06/01/2026
Light of Light, The Orthodox Truth
The Holy Spirit in Orthodox Theology
The Holy Spirit in The Orthodox Theology
is understood as the Third Person of the Holy Trinity — fully God, eternal, uncreated, worshipped and glorified together with the Father and the Son.
The Orthodox Church confesses in the Nicene-Constantinopolitan Creed:
“And in the Holy Spirit, the Lord, the Giver of Life, Who proceeds from the Father, Who together with the Father and the Son is worshipped and glorified…”
This teaching was defended especially by:
Saint Basil the Great ,
Saint Gregory the Theologian,
Saint Gregory of Nyssa and
Saint Athanasius the Great.
The Holy Spirit Is Fully God
The Orthodox Church rejects the ancient heresy of the Pneumatomachians (“fighters against the Spirit”), who claimed the Holy Spirit was a creature.
The Fathers taught that:
the Spirit sanctifies,
gives life,
reveals God,
dwells in the saints,
and performs divine actions.
Therefore He cannot be a created being.
Saint Basil writes that the Holy Spirit is:
inseparable from the Father and the Son,
sharing the same divine essence,
and worthy of the same worship.
The Spirit Proceeds from the Father.
One of the distinctive Orthodox teachings is that the Holy Spirit eternally proceeds from the Father alone.

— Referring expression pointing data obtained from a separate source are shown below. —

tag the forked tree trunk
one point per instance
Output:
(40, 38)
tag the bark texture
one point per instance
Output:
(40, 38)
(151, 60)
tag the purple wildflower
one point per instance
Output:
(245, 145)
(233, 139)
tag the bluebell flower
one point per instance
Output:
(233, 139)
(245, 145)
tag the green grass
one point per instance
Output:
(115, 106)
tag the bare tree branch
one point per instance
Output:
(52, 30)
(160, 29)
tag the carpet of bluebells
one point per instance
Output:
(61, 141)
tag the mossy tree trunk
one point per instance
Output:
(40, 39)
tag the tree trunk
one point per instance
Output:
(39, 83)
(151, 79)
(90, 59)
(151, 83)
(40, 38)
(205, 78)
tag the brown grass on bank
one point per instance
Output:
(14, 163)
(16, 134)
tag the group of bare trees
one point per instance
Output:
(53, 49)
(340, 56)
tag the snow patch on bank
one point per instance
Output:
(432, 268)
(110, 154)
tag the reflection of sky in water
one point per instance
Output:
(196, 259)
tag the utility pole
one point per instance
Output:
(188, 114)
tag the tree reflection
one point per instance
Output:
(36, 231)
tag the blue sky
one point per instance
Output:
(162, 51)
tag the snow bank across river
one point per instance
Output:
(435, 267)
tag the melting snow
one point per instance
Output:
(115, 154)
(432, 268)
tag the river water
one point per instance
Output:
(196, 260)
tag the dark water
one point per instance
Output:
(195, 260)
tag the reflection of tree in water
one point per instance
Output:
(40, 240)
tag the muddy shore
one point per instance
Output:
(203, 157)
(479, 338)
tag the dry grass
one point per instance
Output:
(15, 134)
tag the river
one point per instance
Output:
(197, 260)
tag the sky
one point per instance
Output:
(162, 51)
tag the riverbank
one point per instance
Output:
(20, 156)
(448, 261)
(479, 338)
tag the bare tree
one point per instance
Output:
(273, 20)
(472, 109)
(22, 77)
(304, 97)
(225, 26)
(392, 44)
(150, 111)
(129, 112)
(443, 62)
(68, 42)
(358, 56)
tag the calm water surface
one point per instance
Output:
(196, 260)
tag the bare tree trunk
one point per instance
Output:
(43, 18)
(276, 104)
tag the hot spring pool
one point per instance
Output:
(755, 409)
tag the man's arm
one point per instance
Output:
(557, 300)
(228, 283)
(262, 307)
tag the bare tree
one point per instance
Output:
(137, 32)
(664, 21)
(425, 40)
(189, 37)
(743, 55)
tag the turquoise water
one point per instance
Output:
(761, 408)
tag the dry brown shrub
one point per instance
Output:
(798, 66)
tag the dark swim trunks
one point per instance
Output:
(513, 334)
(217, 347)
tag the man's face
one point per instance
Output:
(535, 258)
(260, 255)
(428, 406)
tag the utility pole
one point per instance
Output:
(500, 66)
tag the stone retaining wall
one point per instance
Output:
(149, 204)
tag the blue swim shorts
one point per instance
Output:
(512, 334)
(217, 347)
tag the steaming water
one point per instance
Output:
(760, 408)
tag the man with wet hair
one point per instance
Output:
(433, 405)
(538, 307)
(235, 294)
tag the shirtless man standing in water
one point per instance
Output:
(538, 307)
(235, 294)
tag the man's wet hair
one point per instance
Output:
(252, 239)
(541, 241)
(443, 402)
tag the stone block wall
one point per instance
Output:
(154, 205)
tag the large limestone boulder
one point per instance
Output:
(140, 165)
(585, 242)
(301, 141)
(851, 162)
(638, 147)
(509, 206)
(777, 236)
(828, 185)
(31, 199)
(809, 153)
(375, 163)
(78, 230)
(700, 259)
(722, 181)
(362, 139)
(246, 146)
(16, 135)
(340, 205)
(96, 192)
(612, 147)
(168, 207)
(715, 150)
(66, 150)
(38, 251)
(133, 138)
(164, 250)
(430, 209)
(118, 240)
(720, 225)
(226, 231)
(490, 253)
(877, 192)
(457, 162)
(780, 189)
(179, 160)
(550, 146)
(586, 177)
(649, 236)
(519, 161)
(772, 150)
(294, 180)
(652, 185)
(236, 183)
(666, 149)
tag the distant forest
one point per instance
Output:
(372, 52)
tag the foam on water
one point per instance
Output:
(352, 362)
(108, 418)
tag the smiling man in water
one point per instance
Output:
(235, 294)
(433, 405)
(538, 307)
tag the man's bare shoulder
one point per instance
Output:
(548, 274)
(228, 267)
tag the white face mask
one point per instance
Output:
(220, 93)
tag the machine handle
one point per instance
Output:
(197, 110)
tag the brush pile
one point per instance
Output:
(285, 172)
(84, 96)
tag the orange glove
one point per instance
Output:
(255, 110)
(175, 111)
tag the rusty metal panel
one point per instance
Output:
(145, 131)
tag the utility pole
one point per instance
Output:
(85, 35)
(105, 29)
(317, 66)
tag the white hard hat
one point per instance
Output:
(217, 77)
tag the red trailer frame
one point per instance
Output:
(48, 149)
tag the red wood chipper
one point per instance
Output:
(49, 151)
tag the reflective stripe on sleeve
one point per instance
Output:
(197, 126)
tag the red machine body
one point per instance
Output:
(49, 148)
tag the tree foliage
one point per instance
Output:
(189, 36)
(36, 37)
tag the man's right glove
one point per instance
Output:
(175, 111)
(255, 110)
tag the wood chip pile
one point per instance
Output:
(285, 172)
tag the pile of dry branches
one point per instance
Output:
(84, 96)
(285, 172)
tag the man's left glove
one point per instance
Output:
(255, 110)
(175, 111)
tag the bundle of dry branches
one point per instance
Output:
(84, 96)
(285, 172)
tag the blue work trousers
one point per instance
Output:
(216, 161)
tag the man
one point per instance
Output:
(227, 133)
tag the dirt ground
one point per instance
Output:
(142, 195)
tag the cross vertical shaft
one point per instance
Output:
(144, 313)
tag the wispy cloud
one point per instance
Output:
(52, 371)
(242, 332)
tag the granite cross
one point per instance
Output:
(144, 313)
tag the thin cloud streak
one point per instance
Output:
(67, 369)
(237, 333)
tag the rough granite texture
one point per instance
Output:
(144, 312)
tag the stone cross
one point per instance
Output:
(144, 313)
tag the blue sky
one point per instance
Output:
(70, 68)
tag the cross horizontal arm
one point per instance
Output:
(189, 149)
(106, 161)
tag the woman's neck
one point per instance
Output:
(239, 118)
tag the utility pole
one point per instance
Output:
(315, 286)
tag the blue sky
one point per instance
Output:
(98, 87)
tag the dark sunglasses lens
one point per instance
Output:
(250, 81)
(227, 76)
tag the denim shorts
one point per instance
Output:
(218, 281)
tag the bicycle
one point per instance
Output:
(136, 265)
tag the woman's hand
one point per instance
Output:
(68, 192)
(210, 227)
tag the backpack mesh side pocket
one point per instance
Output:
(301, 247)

Christ says in John 15:26:
“the Spirit of truth who proceeds from the Father…”
The Orthodox Church therefore rejects the later Western addition of the Filioque (“and the Son”) to the Creed.
The Father is understood as:
the sole source (arche) within the Trinity,
eternally begetting the Son,
and eternally causing the procession of the Holy Spirit.
This preserves the monarchy of the Father within Holy Spirit in the Life of the Church
In Orthodox spirituality, the Holy Spirit is not an abstract theological idea. The Spirit:
sanctifies the Church,
acts in the Mysteries (Sacraments),
illumines Scripture,
transforms the believer,
and leads humanity to theosis (union with God by grace).
The entire life of the Church is Pentecostal.
At every Divine Liturgy, the priest invokes the Holy Spirit in the Epiclesis: that the bread and wine may become the Body and Blood of Christ.
Pentecost
The feast of Pentecost is the great revelation of the Holy Spirit to the Church.
In Orthodox understanding:
Pentecost is not merely a past event,
but the continual life of the Church in the Spirit.
The descent of the Spirit upon the Apostles fulfilled Christ’s promise that the Comforter would come.
The Holy Spirit and Theosis
A central Orthodox teaching is that salvation is participation in the divine life by grace.
The Holy Spirit:
purifies,
illumines,
and deifies the believer.
As Saint Seraphim of Sarov famously taught:
“The true aim of the Christian life is the acquisition of the Holy Spirit.”